In the Cleveland Municipal School District in Ohio, nearly 60% of students qualify for food benefits, according to the National Center for Education Statistics. The district has been serving about 10,000 meals a day ― including breakfast and lunch ― to a district of more than 36,000 kids, according to Chris Burkhardt, director of school nutrition.

But reimbursement for these meals isn’t nearly enough to make up for the additional costs they’ve incurred. The program sends buses to pick kids up from their community school ― typically within walking distance of their home ― to bring them to one of their 22 central food sites. They’re keeping all their school nutrition workers on payroll ― whether working or not ― and paying extra to those on the front lines. Pre-packaging food, instead of cooking from scratch, to reduce the risk of contamination is also costing more. They’re paying custodians and school safety workers in open buildings.

“[The expenses] are on our minds. It’s not impacting our decisions, though, because we know students need food. That’s our primary concern right now,” said Burkhardt.

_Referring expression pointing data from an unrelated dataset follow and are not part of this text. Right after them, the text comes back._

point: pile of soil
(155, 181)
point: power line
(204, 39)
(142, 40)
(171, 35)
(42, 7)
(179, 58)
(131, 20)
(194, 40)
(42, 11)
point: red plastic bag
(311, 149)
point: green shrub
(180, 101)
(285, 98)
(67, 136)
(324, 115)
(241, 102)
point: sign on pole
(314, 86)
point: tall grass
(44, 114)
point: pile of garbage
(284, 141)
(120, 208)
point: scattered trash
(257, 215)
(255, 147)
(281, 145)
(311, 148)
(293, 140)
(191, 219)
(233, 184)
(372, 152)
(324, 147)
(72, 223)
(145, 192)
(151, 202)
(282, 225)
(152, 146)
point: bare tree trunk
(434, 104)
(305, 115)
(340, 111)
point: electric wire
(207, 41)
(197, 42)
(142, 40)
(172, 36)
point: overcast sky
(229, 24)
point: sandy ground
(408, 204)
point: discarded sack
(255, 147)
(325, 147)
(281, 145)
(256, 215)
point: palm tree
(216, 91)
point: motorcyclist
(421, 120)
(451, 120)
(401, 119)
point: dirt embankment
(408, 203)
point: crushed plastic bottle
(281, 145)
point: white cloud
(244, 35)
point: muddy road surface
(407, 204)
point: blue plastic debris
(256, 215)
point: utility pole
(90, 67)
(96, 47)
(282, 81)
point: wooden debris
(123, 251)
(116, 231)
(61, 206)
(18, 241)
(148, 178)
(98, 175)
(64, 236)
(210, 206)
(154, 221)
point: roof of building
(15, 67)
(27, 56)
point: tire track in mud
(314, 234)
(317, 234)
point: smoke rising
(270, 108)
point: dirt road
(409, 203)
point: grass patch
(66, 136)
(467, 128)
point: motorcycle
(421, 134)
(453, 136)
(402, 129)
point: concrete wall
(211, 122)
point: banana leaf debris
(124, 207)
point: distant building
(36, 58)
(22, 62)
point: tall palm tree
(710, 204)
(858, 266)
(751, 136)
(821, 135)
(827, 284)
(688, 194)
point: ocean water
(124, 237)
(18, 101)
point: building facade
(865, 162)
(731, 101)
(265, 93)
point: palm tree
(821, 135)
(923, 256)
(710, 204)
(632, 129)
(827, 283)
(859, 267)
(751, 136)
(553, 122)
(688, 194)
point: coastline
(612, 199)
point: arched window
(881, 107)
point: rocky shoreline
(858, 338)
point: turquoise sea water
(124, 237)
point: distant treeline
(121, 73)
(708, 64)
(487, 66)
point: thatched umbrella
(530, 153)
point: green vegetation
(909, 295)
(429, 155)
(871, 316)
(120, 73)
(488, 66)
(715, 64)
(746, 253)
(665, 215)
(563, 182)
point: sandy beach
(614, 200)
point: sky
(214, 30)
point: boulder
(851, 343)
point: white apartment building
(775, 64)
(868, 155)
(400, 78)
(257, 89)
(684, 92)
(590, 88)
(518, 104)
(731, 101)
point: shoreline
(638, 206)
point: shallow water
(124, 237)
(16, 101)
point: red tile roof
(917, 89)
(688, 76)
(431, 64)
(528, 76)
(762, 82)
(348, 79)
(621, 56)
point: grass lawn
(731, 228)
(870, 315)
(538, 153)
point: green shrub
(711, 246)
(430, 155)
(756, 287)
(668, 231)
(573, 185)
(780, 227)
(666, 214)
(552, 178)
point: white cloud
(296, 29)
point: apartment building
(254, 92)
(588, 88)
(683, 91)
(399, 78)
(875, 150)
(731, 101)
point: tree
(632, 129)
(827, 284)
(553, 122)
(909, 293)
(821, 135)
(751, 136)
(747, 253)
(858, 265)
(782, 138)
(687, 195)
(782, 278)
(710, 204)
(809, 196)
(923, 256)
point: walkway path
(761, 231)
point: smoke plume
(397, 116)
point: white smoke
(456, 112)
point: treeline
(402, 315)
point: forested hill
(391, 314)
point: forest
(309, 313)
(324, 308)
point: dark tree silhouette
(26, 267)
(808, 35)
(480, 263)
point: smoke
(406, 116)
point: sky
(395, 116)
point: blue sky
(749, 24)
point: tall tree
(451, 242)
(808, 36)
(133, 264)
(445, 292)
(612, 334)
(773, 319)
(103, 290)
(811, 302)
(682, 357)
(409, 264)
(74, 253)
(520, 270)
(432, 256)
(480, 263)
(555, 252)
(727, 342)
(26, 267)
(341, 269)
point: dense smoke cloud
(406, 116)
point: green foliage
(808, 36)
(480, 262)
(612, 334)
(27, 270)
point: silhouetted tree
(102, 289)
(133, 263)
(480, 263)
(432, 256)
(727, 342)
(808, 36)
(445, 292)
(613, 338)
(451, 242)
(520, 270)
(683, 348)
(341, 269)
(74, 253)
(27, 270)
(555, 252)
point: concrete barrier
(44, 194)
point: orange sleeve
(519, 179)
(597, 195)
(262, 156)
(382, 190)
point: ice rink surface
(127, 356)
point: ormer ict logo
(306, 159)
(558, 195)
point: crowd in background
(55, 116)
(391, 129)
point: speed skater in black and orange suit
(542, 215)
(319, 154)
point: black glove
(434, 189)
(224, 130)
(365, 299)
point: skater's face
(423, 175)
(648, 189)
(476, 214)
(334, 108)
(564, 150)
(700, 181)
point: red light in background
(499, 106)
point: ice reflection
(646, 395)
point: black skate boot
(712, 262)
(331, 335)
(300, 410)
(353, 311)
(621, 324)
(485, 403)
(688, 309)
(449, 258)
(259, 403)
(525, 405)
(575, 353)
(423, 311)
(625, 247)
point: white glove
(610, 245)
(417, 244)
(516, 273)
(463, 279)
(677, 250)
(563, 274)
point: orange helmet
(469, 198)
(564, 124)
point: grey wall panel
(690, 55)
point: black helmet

In Littleton Public Schools in Colorado, a district where only 17% of students normally qualify for free or reduced-price lunches ― they’re serving just 10% of what they would normally serve to the whole district, according to Jessica Gould, the district’s director of nutrition services. The district has sent buses into neighborhoods as feeding sites, stationing themselves near hot spots of hunger, three days a week, packaging several meals at a time. But they’ve incurred huge costs for additional packaging in the process. In districts like hers, they also typically generate a lot of revenue from à la carte items ― extra items that kids can purchase to add to their meal, which is now lost.

Looking into the future, she worries about how she’ll be able to keep her staff.

“We’ll take everything we can get,” Gould said.

Wilson said that the large districts she works with are set to lose $12 million to $19 million each through June 30. One of her districts rented three refrigerated trucks to deliver food to students for the next three months. That alone cost $95,000.

“These are costs they never assumed they were going to have,” Wilson said. “It’s an unbelievable storm.”